PRIVACY POLICY

1. INTRODUCTION

Welcome to TooLong.XYZ (https://toolong.xyz). We are committed to protecting the privacy of our users and complying with Singapore's Personal Data Protection Act (PDPA). This Privacy Policy outlines the types of personal and non-personal data we collect, the purposes for which it is collected, and how we handle it.

Data Controller: TooLong.XYZ is the data controller responsible for your personal data collected through our platform.

Data Protection Officer: For privacy inquiries, please contact our Data Protection Officer at hello@toolong.xyz

2. DATA COLLECTION

Personal Data Collected Directly:

• Name and email address (for account creation)
• Payment information (processed by third-party payment providers)
• YouTube video links you submit for summarization
• User preferences and settings

Data Collected Automatically:

• Device information (browser type, operating system, device identifiers)
• Usage analytics (pages visited, features used, time spent)
• IP address and geolocation data
• Cookies and tracking technologies (see Section 9)

Data from YouTube API:

• Video metadata (title, description, duration)
• Video transcripts and captions
• Channel information

3. PURPOSE OF DATA COLLECTION AND LEGAL BASIS

Under the PDPA, we process your personal data for the following purposes:

• Service Delivery: Generating AI-powered video summaries (your consent)
• Account Management: Creating and maintaining user accounts (your consent)
• Payment Processing: Processing orders and payments (contractual obligation)
• Customer Support: Responding to inquiries and providing assistance (your consent)
• Service Improvement: Analyzing usage patterns to enhance user experience (legitimate interests)
• Communications: Sending important notifications, updates, and security alerts (contractual obligation and legitimate interests)
• Legal Compliance: Meeting legal and regulatory obligations (legal requirement)
• Security: Detecting and preventing fraud, abuse, and security incidents (legitimate interests)

We do not use your personal data for purposes beyond those stated without obtaining your explicit consent.

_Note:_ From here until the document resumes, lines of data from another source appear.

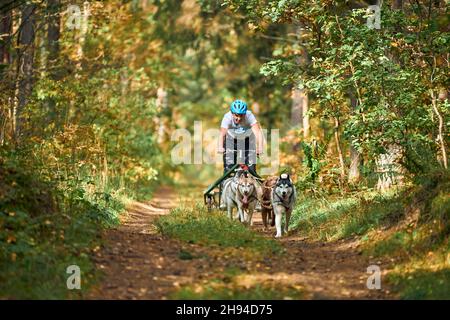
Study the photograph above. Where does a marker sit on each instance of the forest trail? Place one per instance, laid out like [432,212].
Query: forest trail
[139,263]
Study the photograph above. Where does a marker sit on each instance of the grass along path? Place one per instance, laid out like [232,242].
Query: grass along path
[192,254]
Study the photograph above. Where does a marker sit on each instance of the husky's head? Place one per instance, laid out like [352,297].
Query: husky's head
[246,183]
[284,187]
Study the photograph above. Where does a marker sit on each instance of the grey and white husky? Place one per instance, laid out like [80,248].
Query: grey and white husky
[242,192]
[283,199]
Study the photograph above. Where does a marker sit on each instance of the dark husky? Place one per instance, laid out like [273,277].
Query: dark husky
[266,201]
[283,199]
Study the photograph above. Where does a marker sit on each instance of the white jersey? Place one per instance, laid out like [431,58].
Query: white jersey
[246,122]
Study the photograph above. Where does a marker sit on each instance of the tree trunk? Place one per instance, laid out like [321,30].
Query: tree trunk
[53,30]
[338,147]
[388,168]
[354,174]
[5,35]
[161,104]
[5,59]
[299,111]
[397,5]
[26,59]
[440,136]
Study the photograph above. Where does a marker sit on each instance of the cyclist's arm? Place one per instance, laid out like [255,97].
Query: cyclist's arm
[223,133]
[256,128]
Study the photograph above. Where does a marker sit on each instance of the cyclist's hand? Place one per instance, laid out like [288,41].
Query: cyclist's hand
[259,152]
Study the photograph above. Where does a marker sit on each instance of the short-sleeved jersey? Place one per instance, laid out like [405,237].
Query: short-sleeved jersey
[246,122]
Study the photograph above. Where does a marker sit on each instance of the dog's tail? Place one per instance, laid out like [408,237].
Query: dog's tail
[272,218]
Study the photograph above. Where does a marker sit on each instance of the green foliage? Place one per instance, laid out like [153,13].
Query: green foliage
[216,289]
[197,225]
[422,284]
[45,226]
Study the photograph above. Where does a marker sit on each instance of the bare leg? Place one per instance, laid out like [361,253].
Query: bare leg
[278,215]
[288,217]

4. DATA SHARING AND DISCLOSURE

We do not sell or rent your personal data to third parties. We may share your data with:

• Service Providers: Third-party vendors who assist with hosting, payment processing, analytics, and customer support (under data processing agreements)
• AI Model Provider: Google Gemini processes YouTube data to generate summaries (with appropriate safeguards and data protection agreements)
• Legal Authorities: When required by law, court order, or to protect our legal rights
• Business Transfers: In the event of a merger, acquisition, or sale of assets (with notification to affected users)

All third-party service providers are required to protect your personal data in accordance with the PDPA and our data protection standards.

5. CHILDREN'S PRIVACY

TooLong.XYZ does not knowingly collect any personal data from children under the age of 13. If we discover that we have inadvertently collected such data, we will delete it immediately.

6. DATA SECURITY

We implement industry-standard security measures to protect your personal information. However, no method of transmission over the Internet is 100% secure, and we cannot guarantee absolute security.

7. AI-SPECIFIC PRIVACY PRACTICES

YouTube Data Usage: Data obtained from YouTube (including video metadata, transcripts, and captions) is used solely to provide our summarization service to you. We do not use YouTube data to train, improve, or develop AI/ML models. YouTube data is processed only for the purpose of generating summaries and is not retained beyond what is necessary to deliver the service.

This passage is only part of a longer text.